Robert Dreyfuss, Devil’s Game: How the United States Helped Unleash Fundamentalist Islam (New York: Henry Holt, 2006), pp. 147-149:
In the 1970s, guided by Kamal Adham, Saudi Arabia’s chief of intelligence, Anwar Sadat brought the Muslim Brotherhood back to Egypt. The United States, accustomed to working with Saudi Arabia, was untroubled by the rise of Islamism in Egypt. In fact, Washington was so eager to bring Egypt over the US side in the Cold War that policy makers, diplomats, and intelligence officers viewed Sadat’s restoration of the Islamic right benignly or tacitly encouraged it.

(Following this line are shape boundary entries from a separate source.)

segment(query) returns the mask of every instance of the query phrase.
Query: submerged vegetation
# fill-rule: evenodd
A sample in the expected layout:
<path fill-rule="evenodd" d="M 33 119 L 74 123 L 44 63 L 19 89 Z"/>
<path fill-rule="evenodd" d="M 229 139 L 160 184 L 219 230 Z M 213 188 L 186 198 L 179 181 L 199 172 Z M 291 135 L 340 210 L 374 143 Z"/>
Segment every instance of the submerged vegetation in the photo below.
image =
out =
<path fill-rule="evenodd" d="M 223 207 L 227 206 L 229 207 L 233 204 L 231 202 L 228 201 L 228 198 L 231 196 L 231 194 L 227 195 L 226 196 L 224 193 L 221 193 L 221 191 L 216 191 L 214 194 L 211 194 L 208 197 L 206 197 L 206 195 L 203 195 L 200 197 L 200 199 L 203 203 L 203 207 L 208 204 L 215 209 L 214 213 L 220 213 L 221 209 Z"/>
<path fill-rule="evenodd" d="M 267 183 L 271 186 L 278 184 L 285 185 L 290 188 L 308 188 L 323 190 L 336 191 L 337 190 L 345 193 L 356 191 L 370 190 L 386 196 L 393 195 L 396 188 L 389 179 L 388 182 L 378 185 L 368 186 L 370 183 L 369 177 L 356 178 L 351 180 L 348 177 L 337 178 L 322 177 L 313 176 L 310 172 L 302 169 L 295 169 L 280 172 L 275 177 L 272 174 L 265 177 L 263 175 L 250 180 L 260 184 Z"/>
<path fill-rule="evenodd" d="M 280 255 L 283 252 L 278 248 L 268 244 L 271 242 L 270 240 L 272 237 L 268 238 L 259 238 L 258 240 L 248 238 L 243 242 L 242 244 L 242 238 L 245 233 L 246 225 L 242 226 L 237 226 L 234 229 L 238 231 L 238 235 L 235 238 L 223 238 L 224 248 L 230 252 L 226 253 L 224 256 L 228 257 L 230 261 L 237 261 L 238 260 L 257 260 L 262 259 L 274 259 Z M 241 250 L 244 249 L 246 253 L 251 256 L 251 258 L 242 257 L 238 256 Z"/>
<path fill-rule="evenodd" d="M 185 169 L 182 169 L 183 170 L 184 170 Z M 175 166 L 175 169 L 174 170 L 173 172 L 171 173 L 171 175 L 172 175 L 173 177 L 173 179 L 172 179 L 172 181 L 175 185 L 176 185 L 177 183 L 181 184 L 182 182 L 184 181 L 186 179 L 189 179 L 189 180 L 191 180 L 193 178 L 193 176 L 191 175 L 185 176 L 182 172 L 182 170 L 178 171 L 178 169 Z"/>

Concurrent with the growth of the Islamic right in Egypt, Sadat helped engineer a dramatic expansion of America’s power in the Middle East. Under Nasser, Egypt was a nation at odds with the United States. Twenty thousand Soviet troops, technicians, and advisers backed Egypt’s armed force; a war of attrition was under way along the Egypt-Israel border; and Egypt and the United States lacked even normal diplomatic ties. But Sadat established a covert relationship with Adham, the CIA, and Henry Kissinger, the US national security adviser. In 1971, within a year of assuming control, Sadat ousted the Egyptian left from the government, and in 1972 he stunned Moscow by expelling Soviet forces. After the 1973 Ramadan War–waged in concert with Saudi Arabia and organized around Islamic themes rather than Arab nationalism–Egypt and the United States reestablished ties. […] By 1980, Egypt was America’s leading Arab ally, engaged in supporting the US jihad in Afghanistan and providing a base for US influence in the oil-rich Persian Gulf. For even the most cynical US Middle East specialists, the change in Egypt, from foe to ally, was dizzying.
Sadat consolidated his shaky rule by unleashing the power of the Islamic right as a hammer against the left, with the generous financial assistance of Saudi Arabia. Though Nasser had suppressed the Muslim Brotherhood and fought to reduce the power of right-wing Islamism in Egypt, Sadat welcomes the exiled Muslim Brotherhood back to Egypt, reinvigorated the organization, and built its institutional presence within the universities, professional associations, and the media. Before Sadat, the Islamists were for the most part fringe-dwelling, marginalized radicals; after Sadat, the Muslim Brotherhood and its even more radical youth wing were part of mainstream discourse in Egypt.